【誰もが無視するあの矢印】非常口マークの「逃げてる人」の逃走経路を徹底的に深掘りしたら人生の真理にたどり着いた件

日常

はじめに

突然ですが、あなたの人生に「逃げのびた経験」はありますか?

いや、別に刑事事件とか、修羅場になった合コンからの脱出とか、そういう話じゃないです。もっと日常的な、たとえば「納期から逃げる」「上司からの無茶振りから逃げる」「今日の晩御飯を考えるタスクから逃げる」といった、私たち全員が日々、無意識に繰り広げている「エスケープ劇」のことです。

で、そんな「逃げ」の象徴といえば、そう。あの緑色のアイツです。

非常口マーク。

あのマーク、よく見ると、小さな人が一生懸命ドアに向かって走ってますよね。しかも、ドアは常に開いてる。まるで、「さあ、お前も早く来い!」とでも言いたげな、切羽詰まったポーズで。

我々はそのマークを毎日見て、何の疑問も持たずにスルーしています。でも、ちょっと待ってくれ。あの人が走ってるのって、一体何から? そして、あの開かれたドアの「その先」って、本当に安全なパラダイスなのか?

常人なら「ハイハイ、非常口ね」で終わるところを、私はあえて立ち止まりました。

日常の風景に潜む、この「デザインされた切迫感」を徹底的に深掘りしたら、きっと何か、人生の真理みたいなものが見つかるに違いない、と。これは、世界一どうでもよくて、世界一面白い、「走る人の逃走経路」を辿る旅です。

非常口マークの正式名称と、彼が「走らざるを得ない」理由

まず、あの緑色の彼の素性を確認しましょう。我々が「非常口マーク」と呼んでいるあのデザイン、実はちゃんと正式名称があります。

それは、「避難口誘導標識」です。

…ダサい。「逃走野郎を誘導する緑の看板」くらいでいいのに。

ちなみに、世界中で使われているあのデザインは、日本人デザイナーである太田幸夫氏が考案したものがベースとなっています。

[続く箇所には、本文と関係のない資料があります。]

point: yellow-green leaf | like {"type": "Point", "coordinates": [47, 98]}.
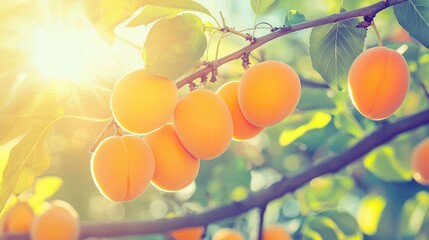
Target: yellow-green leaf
{"type": "Point", "coordinates": [319, 120]}
{"type": "Point", "coordinates": [27, 160]}
{"type": "Point", "coordinates": [259, 6]}
{"type": "Point", "coordinates": [174, 45]}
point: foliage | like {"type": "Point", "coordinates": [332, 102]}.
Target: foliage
{"type": "Point", "coordinates": [184, 41]}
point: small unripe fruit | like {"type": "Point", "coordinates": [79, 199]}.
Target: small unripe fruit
{"type": "Point", "coordinates": [203, 124]}
{"type": "Point", "coordinates": [242, 129]}
{"type": "Point", "coordinates": [175, 168]}
{"type": "Point", "coordinates": [60, 222]}
{"type": "Point", "coordinates": [268, 92]}
{"type": "Point", "coordinates": [420, 162]}
{"type": "Point", "coordinates": [122, 167]}
{"type": "Point", "coordinates": [194, 233]}
{"type": "Point", "coordinates": [378, 82]}
{"type": "Point", "coordinates": [142, 103]}
{"type": "Point", "coordinates": [227, 234]}
{"type": "Point", "coordinates": [18, 218]}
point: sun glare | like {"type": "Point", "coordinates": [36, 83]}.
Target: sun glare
{"type": "Point", "coordinates": [60, 53]}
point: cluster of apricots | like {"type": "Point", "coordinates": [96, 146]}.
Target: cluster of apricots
{"type": "Point", "coordinates": [271, 232]}
{"type": "Point", "coordinates": [167, 154]}
{"type": "Point", "coordinates": [59, 222]}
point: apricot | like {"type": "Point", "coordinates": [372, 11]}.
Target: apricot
{"type": "Point", "coordinates": [203, 124]}
{"type": "Point", "coordinates": [242, 129]}
{"type": "Point", "coordinates": [268, 93]}
{"type": "Point", "coordinates": [18, 218]}
{"type": "Point", "coordinates": [227, 234]}
{"type": "Point", "coordinates": [378, 82]}
{"type": "Point", "coordinates": [142, 103]}
{"type": "Point", "coordinates": [60, 222]}
{"type": "Point", "coordinates": [275, 232]}
{"type": "Point", "coordinates": [193, 233]}
{"type": "Point", "coordinates": [420, 162]}
{"type": "Point", "coordinates": [122, 167]}
{"type": "Point", "coordinates": [175, 168]}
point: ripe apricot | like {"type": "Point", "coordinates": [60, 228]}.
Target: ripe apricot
{"type": "Point", "coordinates": [142, 103]}
{"type": "Point", "coordinates": [268, 92]}
{"type": "Point", "coordinates": [378, 82]}
{"type": "Point", "coordinates": [194, 233]}
{"type": "Point", "coordinates": [175, 168]}
{"type": "Point", "coordinates": [242, 129]}
{"type": "Point", "coordinates": [203, 124]}
{"type": "Point", "coordinates": [420, 162]}
{"type": "Point", "coordinates": [18, 218]}
{"type": "Point", "coordinates": [227, 234]}
{"type": "Point", "coordinates": [122, 167]}
{"type": "Point", "coordinates": [60, 222]}
{"type": "Point", "coordinates": [275, 232]}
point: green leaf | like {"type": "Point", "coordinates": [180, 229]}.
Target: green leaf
{"type": "Point", "coordinates": [383, 163]}
{"type": "Point", "coordinates": [174, 45]}
{"type": "Point", "coordinates": [27, 160]}
{"type": "Point", "coordinates": [259, 6]}
{"type": "Point", "coordinates": [323, 192]}
{"type": "Point", "coordinates": [369, 214]}
{"type": "Point", "coordinates": [162, 8]}
{"type": "Point", "coordinates": [294, 17]}
{"type": "Point", "coordinates": [319, 120]}
{"type": "Point", "coordinates": [413, 15]}
{"type": "Point", "coordinates": [333, 48]}
{"type": "Point", "coordinates": [331, 224]}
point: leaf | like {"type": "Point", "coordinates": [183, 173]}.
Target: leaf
{"type": "Point", "coordinates": [369, 214]}
{"type": "Point", "coordinates": [383, 163]}
{"type": "Point", "coordinates": [331, 224]}
{"type": "Point", "coordinates": [162, 8]}
{"type": "Point", "coordinates": [174, 45]}
{"type": "Point", "coordinates": [345, 122]}
{"type": "Point", "coordinates": [333, 48]}
{"type": "Point", "coordinates": [105, 15]}
{"type": "Point", "coordinates": [413, 15]}
{"type": "Point", "coordinates": [27, 160]}
{"type": "Point", "coordinates": [45, 187]}
{"type": "Point", "coordinates": [294, 17]}
{"type": "Point", "coordinates": [319, 120]}
{"type": "Point", "coordinates": [259, 6]}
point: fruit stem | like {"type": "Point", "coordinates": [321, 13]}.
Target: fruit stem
{"type": "Point", "coordinates": [261, 221]}
{"type": "Point", "coordinates": [102, 135]}
{"type": "Point", "coordinates": [380, 42]}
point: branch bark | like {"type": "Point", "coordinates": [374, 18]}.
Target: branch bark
{"type": "Point", "coordinates": [370, 11]}
{"type": "Point", "coordinates": [257, 200]}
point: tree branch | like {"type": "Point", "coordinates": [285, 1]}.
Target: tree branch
{"type": "Point", "coordinates": [371, 10]}
{"type": "Point", "coordinates": [257, 200]}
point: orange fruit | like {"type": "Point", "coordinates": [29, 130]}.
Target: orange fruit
{"type": "Point", "coordinates": [18, 218]}
{"type": "Point", "coordinates": [193, 233]}
{"type": "Point", "coordinates": [122, 167]}
{"type": "Point", "coordinates": [60, 222]}
{"type": "Point", "coordinates": [378, 82]}
{"type": "Point", "coordinates": [203, 124]}
{"type": "Point", "coordinates": [175, 168]}
{"type": "Point", "coordinates": [268, 92]}
{"type": "Point", "coordinates": [227, 234]}
{"type": "Point", "coordinates": [242, 129]}
{"type": "Point", "coordinates": [142, 103]}
{"type": "Point", "coordinates": [420, 162]}
{"type": "Point", "coordinates": [275, 232]}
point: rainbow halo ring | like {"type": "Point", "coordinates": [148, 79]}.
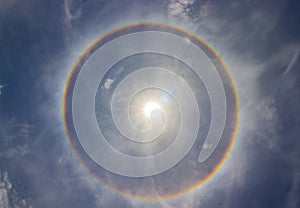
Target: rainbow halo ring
{"type": "Point", "coordinates": [147, 102]}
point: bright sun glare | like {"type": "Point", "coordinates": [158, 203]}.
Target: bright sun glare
{"type": "Point", "coordinates": [149, 107]}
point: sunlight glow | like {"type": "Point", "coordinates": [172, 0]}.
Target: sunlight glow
{"type": "Point", "coordinates": [150, 107]}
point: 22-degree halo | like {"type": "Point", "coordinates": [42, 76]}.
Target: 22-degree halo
{"type": "Point", "coordinates": [230, 130]}
{"type": "Point", "coordinates": [92, 139]}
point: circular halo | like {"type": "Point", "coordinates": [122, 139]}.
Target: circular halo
{"type": "Point", "coordinates": [212, 77]}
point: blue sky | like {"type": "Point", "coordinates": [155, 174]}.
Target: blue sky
{"type": "Point", "coordinates": [39, 42]}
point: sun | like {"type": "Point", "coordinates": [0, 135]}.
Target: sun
{"type": "Point", "coordinates": [150, 107]}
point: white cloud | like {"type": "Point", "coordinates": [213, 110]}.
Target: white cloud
{"type": "Point", "coordinates": [179, 9]}
{"type": "Point", "coordinates": [9, 197]}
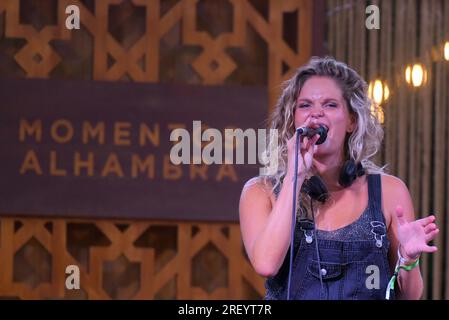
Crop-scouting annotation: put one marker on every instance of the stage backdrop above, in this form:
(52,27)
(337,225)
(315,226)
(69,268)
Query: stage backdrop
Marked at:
(96,149)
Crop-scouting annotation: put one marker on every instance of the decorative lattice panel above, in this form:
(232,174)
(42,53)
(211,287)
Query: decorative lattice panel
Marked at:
(249,42)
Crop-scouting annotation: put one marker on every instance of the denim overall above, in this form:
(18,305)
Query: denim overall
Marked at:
(354,259)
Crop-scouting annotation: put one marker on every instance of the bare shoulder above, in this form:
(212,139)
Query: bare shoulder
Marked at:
(257,188)
(258,184)
(393,183)
(394,193)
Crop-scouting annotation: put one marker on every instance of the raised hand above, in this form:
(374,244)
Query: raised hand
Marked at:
(414,236)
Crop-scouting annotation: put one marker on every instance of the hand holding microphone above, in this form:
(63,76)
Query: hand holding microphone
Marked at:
(312,137)
(310,132)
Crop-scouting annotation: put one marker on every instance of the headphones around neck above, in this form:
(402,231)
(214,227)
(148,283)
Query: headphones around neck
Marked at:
(316,188)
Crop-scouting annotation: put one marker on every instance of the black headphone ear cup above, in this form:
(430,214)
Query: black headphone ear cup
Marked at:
(347,174)
(316,189)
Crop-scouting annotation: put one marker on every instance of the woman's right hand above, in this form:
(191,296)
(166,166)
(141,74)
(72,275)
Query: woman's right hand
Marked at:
(305,155)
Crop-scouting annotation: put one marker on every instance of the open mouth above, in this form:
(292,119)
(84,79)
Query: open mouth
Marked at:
(317,125)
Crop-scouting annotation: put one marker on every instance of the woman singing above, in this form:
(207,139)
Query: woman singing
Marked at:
(355,225)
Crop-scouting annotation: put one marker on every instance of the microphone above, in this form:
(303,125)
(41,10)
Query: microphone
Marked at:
(310,132)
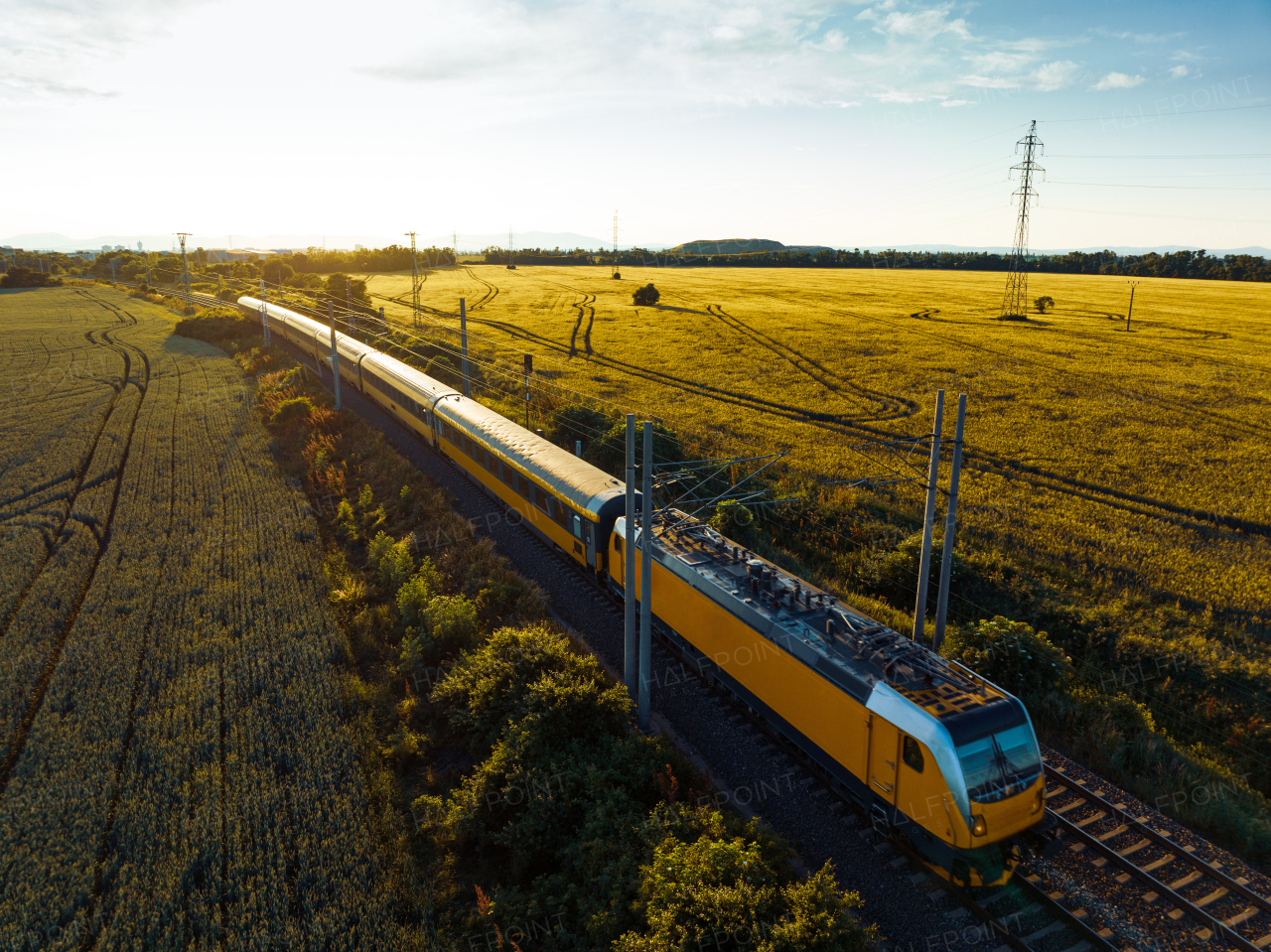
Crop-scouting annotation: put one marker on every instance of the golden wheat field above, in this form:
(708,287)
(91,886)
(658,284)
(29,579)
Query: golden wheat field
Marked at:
(1142,453)
(177,770)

彼は、言葉や文化を超えて「火事だ!逃げろ!」という情報を瞬時に伝えるために、あの「走る人(通称ピクトグラム)」を創り出したわけです。

ここで重要なのは、あの人が「走っている」という点です。立っているわけでも、歩いているわけでもない。全力疾走、もしくはそれに近いポーズです。

これは、非常事態においては一刻の猶予もなく、「もたもたしてないで、さっさと出口へ急げ」という切実なメッセージが込められているからです。つまり、あの人は「緊急事態という名の理不尽な重圧」から逃げている、現代社会を生きる私たち全員の分身なのです。

もし、あの人が「ふう、ちょっと一服」くらいのスピードで歩いていたら、多分誰も逃げない。あの絶妙な「焦燥感」こそが、デザインの勝利であり、私たちの心を無意識に動かしているのです。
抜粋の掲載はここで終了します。